Regarding the AV integration, “you have to have a room booking strategy, you have to have a UC strategy, you have to have an AV strategy, and all of these things tie in together, which is where macom comes in, to try and pull all these pieces together.
“One of the things that we’ve been looking at in a construction programme is a master services consultant. You might have an AV consultant or a designer, a integrator, an M&E consultant, a security consultant, an architect in there, but somebody needs to pull all those technology pieces together, and they need to make sure that it functions together so that the reporting can be done together.”
He believes that the construction process can be “a fairly major blocker to technology advancement.” He outlines the familiar scenario where the AV team is only called in after all the major architectural design decisions have been made. “But rather than using technology to resolve the issue for a space, we should be working as a team, the architectural team and the technologists, to inform the spaces together and create better working environments.

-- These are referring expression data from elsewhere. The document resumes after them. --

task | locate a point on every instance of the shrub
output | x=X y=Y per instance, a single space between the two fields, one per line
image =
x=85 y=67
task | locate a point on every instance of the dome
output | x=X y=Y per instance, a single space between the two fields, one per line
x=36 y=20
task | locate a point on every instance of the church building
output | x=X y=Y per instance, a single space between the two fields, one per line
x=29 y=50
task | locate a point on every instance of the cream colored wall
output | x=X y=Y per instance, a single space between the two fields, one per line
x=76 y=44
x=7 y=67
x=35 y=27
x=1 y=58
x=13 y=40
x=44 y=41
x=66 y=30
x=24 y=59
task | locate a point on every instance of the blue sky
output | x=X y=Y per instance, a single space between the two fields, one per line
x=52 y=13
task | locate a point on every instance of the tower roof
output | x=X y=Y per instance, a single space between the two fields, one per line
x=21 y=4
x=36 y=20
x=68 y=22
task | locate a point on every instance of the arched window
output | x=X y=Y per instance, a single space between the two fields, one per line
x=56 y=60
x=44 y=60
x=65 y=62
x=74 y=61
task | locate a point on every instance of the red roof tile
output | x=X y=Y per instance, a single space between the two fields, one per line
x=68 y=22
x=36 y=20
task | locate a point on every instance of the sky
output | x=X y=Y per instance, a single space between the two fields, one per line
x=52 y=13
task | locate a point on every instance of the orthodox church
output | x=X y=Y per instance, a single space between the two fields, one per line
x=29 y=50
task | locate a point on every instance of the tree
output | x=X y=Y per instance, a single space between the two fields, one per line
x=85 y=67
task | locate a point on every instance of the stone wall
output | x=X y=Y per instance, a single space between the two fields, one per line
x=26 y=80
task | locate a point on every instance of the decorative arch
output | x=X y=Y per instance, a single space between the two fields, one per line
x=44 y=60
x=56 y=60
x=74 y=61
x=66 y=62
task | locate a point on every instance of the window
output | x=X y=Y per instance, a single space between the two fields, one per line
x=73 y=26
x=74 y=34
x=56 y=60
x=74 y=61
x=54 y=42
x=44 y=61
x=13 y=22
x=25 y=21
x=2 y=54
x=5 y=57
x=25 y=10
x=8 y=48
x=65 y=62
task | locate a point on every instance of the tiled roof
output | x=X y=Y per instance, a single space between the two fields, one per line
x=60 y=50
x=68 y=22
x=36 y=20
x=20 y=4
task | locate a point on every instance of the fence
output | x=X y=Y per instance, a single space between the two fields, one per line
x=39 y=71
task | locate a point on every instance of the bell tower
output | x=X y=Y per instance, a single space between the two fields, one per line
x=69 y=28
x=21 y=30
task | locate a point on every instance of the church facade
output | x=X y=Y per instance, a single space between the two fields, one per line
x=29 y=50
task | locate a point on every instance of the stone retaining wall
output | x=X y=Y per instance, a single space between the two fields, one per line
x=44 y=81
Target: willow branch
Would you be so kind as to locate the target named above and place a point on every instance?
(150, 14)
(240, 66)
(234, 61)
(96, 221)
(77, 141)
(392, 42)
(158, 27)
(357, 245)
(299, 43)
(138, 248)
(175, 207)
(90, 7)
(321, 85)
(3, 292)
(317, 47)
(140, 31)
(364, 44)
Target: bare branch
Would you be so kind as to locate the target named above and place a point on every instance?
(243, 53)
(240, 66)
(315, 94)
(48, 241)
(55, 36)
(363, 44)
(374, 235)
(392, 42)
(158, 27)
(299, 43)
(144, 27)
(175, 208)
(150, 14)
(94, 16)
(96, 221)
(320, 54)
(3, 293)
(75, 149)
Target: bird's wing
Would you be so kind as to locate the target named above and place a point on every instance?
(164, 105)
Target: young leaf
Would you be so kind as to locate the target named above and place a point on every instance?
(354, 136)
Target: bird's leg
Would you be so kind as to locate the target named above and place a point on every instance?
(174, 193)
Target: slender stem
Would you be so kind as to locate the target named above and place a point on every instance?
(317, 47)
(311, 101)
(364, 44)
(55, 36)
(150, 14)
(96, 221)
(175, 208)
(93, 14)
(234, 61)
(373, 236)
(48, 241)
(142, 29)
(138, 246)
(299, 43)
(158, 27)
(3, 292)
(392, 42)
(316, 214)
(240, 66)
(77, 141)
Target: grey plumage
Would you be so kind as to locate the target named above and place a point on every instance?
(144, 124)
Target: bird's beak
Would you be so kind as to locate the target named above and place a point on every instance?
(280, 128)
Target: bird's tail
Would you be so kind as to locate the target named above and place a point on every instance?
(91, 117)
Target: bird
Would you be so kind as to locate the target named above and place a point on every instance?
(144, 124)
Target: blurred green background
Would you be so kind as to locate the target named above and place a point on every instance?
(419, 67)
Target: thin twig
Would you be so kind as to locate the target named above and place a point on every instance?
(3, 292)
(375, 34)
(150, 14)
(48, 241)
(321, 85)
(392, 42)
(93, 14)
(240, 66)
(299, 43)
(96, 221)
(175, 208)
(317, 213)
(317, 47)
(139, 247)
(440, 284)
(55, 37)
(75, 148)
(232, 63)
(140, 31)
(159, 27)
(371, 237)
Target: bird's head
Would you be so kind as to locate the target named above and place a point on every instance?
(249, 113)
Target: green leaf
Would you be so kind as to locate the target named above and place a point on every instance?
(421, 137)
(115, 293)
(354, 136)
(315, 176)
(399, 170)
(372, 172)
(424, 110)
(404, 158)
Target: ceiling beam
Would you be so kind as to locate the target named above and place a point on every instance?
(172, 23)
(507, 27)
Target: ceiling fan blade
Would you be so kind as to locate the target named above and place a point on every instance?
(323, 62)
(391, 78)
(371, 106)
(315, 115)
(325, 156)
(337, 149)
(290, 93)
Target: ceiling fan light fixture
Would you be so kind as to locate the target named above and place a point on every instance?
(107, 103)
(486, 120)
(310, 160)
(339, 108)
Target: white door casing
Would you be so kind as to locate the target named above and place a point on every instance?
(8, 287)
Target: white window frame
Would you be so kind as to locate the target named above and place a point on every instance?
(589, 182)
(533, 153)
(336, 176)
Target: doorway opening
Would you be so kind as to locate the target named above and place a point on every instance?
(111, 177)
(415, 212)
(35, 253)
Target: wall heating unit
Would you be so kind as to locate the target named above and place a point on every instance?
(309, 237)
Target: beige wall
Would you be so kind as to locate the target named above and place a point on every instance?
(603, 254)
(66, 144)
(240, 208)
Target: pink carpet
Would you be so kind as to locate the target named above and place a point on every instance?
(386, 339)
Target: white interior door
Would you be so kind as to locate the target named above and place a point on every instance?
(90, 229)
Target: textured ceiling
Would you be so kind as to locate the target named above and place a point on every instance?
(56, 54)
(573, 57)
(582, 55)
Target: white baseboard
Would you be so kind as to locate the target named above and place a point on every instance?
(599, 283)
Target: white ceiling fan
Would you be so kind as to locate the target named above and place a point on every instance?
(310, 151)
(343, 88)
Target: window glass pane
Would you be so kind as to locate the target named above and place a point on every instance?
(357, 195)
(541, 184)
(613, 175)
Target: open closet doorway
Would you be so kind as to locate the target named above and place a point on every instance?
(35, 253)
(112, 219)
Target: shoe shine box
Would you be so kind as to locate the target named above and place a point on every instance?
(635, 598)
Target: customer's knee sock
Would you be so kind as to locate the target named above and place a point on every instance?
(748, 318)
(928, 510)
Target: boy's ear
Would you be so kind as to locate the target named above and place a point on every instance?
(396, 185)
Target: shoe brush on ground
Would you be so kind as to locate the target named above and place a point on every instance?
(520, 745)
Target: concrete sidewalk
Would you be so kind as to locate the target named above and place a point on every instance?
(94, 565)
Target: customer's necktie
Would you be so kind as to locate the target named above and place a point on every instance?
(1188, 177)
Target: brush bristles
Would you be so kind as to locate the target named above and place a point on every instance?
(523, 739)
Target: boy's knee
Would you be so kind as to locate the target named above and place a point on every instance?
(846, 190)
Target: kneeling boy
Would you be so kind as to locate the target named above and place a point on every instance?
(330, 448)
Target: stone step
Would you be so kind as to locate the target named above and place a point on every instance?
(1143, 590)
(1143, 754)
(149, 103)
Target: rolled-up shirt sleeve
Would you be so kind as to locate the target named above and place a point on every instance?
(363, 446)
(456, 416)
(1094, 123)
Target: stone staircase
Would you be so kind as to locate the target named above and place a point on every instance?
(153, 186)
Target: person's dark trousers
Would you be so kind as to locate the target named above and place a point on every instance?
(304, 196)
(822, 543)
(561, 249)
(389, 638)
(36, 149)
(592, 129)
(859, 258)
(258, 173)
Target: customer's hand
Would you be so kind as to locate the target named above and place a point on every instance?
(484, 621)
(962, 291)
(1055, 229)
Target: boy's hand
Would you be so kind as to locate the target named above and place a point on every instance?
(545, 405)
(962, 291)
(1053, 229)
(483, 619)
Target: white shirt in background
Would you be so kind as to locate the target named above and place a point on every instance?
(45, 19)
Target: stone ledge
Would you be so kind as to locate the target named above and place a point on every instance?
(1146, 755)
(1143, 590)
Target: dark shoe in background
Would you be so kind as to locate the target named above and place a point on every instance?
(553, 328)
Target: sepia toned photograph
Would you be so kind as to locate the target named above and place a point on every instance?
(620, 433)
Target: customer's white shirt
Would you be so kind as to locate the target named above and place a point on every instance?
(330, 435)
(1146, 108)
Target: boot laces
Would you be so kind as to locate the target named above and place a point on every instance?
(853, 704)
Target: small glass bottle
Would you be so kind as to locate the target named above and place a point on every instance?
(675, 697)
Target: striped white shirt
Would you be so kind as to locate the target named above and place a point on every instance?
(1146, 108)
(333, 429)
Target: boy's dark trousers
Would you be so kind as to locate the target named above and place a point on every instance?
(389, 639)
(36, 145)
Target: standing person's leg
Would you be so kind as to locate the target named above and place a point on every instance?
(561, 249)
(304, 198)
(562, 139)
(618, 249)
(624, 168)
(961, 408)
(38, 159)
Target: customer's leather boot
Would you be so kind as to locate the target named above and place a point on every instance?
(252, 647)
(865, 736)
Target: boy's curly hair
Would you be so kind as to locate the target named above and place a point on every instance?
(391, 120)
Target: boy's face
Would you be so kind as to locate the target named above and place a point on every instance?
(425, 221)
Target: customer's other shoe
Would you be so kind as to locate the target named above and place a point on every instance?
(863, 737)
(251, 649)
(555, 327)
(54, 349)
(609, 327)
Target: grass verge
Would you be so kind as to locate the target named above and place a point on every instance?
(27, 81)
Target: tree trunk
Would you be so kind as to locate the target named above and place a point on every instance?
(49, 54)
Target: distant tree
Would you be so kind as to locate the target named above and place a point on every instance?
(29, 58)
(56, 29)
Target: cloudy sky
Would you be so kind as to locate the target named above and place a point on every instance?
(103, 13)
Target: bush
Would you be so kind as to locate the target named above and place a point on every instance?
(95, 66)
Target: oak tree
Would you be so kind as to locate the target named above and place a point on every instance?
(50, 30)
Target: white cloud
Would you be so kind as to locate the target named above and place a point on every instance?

“I think there is a really big case for working a lot closer with the architectural teams and the IT teams to understand the challenges that these amazing advances in technology put on the construction process.”
When macom UK was announced, the company itself made the point that a German company was spreading its wings into the UK ‘despite Brexit’. So does he think that Brexit will have an effect on the UK’s AV industry?
“I think it will, but what it is, I don’t know. I don’t think anybody does. Moves and changes are never really bad in the construction industry, and… leveraging technology to address the challenges that Brexit may or may not bring is certainly in the forefront of our minds.
“If you’re going to be working from home, or in a different country, then you certainly need to have the communication tools to be able to do that. And if you’re moving to the UK or from the UK, you need to be supported within those environments.”